Um mit Lob zu beginnen: Das ist schon mutig. Ein bisschen so, als traute sich Ronald McDonald aufs Jahrestreffen der Slow-Food-Bewegung. Dabei klingt es, rein formal, zunächst gar nicht abwegig, dass der amtierende EU-Kommissar für Digitale Wirtschaft und Gesellschaft an diesem Montag die Media Convention besucht, die parallel zur re:publica, Deutschlands wichtigster Digitalkonferenz. Problem ist halt: Der Mann heißt Günther Oettinger.

Eine Melange aus Unbelehrbarkeit und unfreiwilliger Komik

Dass der Ex-Landesvater Baden-Württembergs vor anderthalb Jahren nicht aufgrund seiner Kenntnisse oder digitaler Interessen, sondern dank des Brüsseler Personalgeschachers in sein Amt kam, wäre verzeihlich, vor allem ja nichts Neues. Ärgerlich ist, was er seitdem tut – und was nicht.

Sein Amtsstil lässt sich am besten als Melange aus Unbelehrbarkeit, unfreiwilliger Komik und scharfer Attacken gegen – das Wort benutzt er gern – „die Netzgemeinde“ zusammenfassen. Ein Verbrechen, bei dem sich ein US-Amerikaner in die passwortgeschützte Cloud von Prominenten hackte und später deren Privatfotos veröffentlichte, kommentierte Oettinger mit dem Hinweis, die Betroffenen seien doch „blöd“, wenn sie Nacktfotos von sich machten und „ins Netz stellen“. Solche Leute könnten nicht erwarten, dass die Politik sie schütze.

Netzneutralität würde zu Sozialismus führen

Profiliert hat er sich als Gegner der Netzneutralität, also des Grundsatzes, dass im Internet alle Daten gleich schnell transportiert werden. Denn Netzneutralität bedeutet, dass sich auch mit Geld keine bevorzugte Behandlung sichern lässt (die für andere Nutzer Verzögerungen, im schlimmsten Fall Datenverlust bedeuten würde). Nun gibt es gute Gründe, das Thema differenziert zu betrachten, auch offen zu diskutieren. Doch Günther Oettingers Sache ist das nicht. Befürworter einer Netzneutralität vergleicht er mit den Taliban. Gebe man denen nach, drohe die Einführung des Sozialismus.

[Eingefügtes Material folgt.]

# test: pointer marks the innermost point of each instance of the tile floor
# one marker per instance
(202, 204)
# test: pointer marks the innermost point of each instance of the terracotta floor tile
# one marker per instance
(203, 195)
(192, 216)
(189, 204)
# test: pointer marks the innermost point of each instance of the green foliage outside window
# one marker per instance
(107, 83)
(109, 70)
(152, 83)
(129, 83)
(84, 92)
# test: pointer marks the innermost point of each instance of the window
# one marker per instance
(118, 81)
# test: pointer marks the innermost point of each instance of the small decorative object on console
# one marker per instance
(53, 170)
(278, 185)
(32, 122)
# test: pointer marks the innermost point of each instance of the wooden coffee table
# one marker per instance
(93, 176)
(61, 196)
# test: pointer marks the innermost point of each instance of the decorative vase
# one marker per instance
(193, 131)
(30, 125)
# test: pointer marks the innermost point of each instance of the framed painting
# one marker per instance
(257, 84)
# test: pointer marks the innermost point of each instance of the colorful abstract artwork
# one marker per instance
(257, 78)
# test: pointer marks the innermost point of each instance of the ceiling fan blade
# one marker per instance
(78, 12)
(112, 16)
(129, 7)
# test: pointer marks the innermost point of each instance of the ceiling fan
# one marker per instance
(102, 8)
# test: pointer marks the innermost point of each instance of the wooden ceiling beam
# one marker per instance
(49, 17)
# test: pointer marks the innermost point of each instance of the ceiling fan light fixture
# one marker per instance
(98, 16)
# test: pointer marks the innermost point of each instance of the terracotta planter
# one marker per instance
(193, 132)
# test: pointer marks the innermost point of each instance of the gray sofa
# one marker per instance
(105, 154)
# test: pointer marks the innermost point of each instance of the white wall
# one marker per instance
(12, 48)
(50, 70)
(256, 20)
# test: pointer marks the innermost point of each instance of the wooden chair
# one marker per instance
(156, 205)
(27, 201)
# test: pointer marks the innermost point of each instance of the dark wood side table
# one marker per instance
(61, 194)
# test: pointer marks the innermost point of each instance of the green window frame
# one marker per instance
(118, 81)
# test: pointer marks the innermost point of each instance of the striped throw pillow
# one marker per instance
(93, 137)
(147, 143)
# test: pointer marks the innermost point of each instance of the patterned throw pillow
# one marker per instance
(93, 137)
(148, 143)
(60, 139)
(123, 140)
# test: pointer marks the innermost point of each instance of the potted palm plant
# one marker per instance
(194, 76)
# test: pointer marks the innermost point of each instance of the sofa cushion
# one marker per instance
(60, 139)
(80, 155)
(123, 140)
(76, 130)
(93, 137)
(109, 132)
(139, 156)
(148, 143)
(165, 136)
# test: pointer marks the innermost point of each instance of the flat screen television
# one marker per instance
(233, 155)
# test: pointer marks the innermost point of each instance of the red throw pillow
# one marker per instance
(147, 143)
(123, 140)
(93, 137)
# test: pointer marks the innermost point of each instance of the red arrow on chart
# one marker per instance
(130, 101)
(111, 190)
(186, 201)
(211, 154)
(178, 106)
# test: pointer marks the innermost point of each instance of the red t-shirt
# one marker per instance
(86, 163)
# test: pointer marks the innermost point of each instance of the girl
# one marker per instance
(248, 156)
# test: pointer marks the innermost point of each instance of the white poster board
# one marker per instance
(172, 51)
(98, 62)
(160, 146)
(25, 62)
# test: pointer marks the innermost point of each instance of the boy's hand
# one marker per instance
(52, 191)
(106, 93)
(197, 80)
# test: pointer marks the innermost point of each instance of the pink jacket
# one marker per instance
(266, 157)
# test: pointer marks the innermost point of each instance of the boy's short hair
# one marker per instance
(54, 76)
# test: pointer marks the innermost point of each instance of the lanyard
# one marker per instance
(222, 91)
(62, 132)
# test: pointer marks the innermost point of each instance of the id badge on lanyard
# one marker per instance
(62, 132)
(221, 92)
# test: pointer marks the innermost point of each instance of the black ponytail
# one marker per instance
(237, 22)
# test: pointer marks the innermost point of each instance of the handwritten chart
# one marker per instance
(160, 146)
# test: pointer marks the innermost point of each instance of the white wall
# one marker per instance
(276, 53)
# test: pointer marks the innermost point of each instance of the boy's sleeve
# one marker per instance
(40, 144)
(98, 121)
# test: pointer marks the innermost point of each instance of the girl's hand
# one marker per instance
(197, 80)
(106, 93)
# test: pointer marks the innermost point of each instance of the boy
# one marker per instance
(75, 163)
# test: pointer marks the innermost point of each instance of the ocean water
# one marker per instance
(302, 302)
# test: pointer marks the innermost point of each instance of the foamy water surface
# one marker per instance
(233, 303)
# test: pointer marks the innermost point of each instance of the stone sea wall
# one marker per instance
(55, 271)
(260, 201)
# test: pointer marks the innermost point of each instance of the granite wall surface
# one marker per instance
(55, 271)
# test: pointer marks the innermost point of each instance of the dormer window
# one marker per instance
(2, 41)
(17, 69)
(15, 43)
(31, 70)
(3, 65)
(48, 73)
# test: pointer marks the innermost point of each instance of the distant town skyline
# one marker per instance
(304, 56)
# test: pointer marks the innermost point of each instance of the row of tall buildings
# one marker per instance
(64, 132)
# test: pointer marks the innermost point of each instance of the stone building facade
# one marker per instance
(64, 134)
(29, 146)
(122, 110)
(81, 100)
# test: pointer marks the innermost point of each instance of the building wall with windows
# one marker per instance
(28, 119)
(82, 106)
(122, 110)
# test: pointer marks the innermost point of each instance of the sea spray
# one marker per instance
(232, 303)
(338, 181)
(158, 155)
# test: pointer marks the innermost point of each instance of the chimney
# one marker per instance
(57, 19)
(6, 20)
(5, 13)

Mit seiner Haltung steht er im Widerspruch zum EU-Parlament, das sich 2014 für Netzneutralität ausgesprochen hatte. Er fordert das Parlament nun zum Einlenken auf. Einiges Aufsehen erregte Oettinger, als er sich einen Twitter-Account einrichtete und kryptische Botschaften versendete („. Of course is Fall of Berlin wall!“). Ein Wiener Künstlerkollektiv verlieh ihm den „Preis für unqualifizierte Statements gegen das Informationszeitalter“. Der „Guardian“ widmete ihm eigens einen „beginner’s guide to the internet“. Weitestgehend untergegangen ist auch die Statistik, wonach sich Oettinger in sechs Monaten nur zwei Mal mit Lobbyisten von Nichtregierungsorganisationen traf, jedoch 44 Mal mit solchen von Konzernen oder Wirtschaftsverbänden.

Die Netzgemeinde dringt kaum in die Mitte der Gesellschaft vor

Der Digitalkommissar Günther Oettinger ist die fleischgewordene Demütigung aller netzpolitisch Interessierten. Seine Ernennung signalisiert: Wir können tun, was wir wollen, und ihr seid machtlos in eurer Blase.

Oettinger hat in seinem Berufsleben oft falsch gelegen. Hans Filbinger nannte er einen „Gegner des NS-Regimes“. Es bedurfte damals eines massiven öffentlichen Drucks, ehe sich Oettinger von seinen eigenen Worten distanzierte. Das Problem der von ihm belächelten „Netzgemeinde“ dürfte sein, dass sie tatsächlich keinen Druck entfalten kann, der bis in die Mitte der Gesellschaft wirkt. Die Frage der Netzneutralität gilt dort als eine akademische. Bei seinem Auftritt am Montag in Berlin will Günther Oettinger auch über Netzneutralität sprechen. Und anschließend Fragen beantworten. Das Panel findet um 15.15 Uhr auf Bühne 7 der Media Convention statt. Der Veranstalter hat übrigens angekündigt, dass die Diskussion auf Deutsch stattfindet. Keine Ahnung wieso.

Mächtig ja – aber nicht des Englischen.